Joseph R. Holmes, Farmer and Politician born

Joseph Holmes courthouse
murder scene

*The birth of Joseph R. Holmes is celebrated on this date in 1838. He was a Black shoemaker, farmer, and politician.

Holmes published various articles critical of conservatives after the American Civil War.  After being emancipated from Charlotte County, Virginia, he married Mary Clarke. They had three sons and one daughter. On October 23, 1867, Holmes and Edward Nelson (also African American) were elected to represent Charlotte and Halifax Counties in the Virginia Constitutional Convention of 1868.

Holmes defeated former Confederate and Virginia Supreme Court justice Wood Bouldin and was one of the black delegates most ridiculed in the conservative press. The convention finished its work and approved a constitution on April 17, 1868. The provisions disenfranchising former Confederates were controversial, and the constitution needed voter approval at a forthcoming election (which did not happen until July 1869).

In March 1869, Holmes attended a convention of Republicans in Petersburg, Virginia, representing his locality. On May 29, 1868, Holmes bought 11.5 acres of land in Charlotte County near Keysville. He wrote letters to the local Freedman's Bureau agent, advocating the establishment of a school in Keysville, Virginia.
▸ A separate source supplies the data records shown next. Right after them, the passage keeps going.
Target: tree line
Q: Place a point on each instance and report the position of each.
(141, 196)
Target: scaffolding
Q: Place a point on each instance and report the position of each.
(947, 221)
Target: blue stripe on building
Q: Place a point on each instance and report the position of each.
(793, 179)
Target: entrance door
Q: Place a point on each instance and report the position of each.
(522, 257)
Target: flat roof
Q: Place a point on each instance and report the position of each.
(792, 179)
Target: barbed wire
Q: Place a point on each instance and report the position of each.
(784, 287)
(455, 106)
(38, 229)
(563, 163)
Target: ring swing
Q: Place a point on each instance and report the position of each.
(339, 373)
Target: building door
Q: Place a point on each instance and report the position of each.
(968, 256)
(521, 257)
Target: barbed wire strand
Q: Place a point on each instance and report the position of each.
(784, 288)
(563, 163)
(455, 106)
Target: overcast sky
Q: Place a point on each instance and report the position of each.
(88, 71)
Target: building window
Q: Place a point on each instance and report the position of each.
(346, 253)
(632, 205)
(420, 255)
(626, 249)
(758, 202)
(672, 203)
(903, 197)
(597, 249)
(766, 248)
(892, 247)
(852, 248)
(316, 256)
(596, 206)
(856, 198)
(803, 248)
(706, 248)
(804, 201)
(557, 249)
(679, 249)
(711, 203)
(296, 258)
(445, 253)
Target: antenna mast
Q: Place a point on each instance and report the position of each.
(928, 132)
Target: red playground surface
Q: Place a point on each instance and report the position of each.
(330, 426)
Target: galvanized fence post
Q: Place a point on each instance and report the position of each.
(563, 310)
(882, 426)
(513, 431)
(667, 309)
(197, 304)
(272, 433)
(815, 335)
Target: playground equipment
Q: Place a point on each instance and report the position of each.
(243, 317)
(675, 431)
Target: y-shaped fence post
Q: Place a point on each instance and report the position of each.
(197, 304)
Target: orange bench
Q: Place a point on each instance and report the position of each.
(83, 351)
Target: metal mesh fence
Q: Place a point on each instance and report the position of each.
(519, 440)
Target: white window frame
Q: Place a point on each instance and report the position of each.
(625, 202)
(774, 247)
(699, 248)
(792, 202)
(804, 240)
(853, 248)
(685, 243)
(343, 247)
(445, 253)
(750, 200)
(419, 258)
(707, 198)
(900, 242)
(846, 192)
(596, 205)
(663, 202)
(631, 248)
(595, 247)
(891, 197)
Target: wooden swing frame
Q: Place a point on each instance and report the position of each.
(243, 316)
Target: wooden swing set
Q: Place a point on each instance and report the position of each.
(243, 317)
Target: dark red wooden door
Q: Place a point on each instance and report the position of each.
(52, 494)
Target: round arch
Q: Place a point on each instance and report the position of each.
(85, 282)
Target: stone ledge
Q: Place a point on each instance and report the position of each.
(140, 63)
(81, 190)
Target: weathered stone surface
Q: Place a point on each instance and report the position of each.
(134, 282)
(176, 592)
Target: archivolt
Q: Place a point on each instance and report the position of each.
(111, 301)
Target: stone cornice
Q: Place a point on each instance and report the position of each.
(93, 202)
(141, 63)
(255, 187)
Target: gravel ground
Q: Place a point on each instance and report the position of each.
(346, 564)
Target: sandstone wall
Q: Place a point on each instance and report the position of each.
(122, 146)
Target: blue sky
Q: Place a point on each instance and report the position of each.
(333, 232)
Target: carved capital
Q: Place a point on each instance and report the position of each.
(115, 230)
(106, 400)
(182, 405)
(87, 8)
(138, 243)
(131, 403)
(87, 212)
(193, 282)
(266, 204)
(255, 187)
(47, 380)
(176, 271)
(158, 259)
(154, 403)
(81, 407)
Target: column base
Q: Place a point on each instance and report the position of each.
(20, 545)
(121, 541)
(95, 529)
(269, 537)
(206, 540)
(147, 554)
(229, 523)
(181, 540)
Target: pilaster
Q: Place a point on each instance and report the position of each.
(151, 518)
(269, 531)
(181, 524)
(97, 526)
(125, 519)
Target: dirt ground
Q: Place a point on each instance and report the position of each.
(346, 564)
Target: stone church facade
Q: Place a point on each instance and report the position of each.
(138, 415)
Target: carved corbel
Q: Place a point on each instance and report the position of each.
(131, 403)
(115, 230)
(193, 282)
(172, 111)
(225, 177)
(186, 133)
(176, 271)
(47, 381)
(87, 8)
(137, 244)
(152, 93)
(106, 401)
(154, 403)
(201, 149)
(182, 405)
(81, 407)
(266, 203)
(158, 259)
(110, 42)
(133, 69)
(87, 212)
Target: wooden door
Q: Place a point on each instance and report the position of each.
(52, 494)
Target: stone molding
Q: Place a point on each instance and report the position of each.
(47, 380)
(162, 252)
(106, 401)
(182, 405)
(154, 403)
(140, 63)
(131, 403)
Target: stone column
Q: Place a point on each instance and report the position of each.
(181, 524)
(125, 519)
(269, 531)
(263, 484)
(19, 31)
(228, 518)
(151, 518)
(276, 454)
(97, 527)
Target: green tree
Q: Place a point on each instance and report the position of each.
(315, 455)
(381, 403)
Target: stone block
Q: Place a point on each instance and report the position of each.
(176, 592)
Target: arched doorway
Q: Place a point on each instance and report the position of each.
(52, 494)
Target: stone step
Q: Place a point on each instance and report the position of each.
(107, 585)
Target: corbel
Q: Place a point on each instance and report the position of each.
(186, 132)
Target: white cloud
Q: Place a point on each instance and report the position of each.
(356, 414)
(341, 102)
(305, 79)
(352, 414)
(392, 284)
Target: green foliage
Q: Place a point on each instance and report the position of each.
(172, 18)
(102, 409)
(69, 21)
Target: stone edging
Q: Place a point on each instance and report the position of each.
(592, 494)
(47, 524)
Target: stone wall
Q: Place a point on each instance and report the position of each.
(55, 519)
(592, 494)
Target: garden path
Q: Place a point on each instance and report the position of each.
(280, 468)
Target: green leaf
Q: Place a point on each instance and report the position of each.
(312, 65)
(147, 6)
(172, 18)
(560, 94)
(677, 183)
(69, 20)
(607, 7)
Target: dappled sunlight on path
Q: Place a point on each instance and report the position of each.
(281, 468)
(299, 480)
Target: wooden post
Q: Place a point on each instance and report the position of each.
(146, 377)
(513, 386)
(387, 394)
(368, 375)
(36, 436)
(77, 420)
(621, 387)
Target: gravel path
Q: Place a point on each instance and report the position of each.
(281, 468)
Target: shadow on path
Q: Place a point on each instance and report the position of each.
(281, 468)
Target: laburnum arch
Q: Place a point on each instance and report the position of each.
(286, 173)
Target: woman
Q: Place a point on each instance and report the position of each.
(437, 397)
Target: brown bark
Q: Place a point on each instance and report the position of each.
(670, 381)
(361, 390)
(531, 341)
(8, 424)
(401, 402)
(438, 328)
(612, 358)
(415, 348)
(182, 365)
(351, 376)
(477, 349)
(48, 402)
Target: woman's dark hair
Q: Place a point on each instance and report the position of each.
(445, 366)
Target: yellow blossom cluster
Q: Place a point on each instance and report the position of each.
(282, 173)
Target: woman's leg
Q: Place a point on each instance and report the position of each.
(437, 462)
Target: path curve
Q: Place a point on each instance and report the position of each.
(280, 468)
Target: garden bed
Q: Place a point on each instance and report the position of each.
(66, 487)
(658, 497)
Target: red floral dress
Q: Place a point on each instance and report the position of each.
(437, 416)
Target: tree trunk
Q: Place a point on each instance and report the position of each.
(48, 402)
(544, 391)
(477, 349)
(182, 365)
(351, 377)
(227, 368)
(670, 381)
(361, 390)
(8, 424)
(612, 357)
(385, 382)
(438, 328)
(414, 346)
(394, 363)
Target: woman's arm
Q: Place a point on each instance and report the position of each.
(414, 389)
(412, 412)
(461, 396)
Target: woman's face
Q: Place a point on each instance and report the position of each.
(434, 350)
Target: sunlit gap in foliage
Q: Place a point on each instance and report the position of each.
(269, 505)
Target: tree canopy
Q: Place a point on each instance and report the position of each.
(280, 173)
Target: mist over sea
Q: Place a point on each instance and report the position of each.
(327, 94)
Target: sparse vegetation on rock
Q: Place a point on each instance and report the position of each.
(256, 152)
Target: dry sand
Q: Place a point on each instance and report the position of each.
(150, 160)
On the morning of May 3, 1869, John Marshall, son of white Judge Hunter Holmes Marshall, reportedly threatened to kill Holmes and blacks active in the Republican Party and shot a black man (who survived). 

That afternoon, Holmes went to the Charlotte County Courthouse, and Marshall thought he was going to seek a warrant against him. A confrontation occurred on the courthouse steps in broad daylight before a large crowd and Holmes (who was unarmed) was shot dead.  John Marshall, Griffin S. Marshall (his brother), William Boyd, and Macon C. Morris were charged with his murder.  The grand jury refused to indict Griffin Marshall, and all four fled and were never brought to trial.

The incident was widely reported across the U.S. and overseas. Holmes is presumed buried on the land he had bought, although only the receipt for his burial survives. Long-lost witness accounts of the incident were discovered at the Charlotte Courthouse in 2012.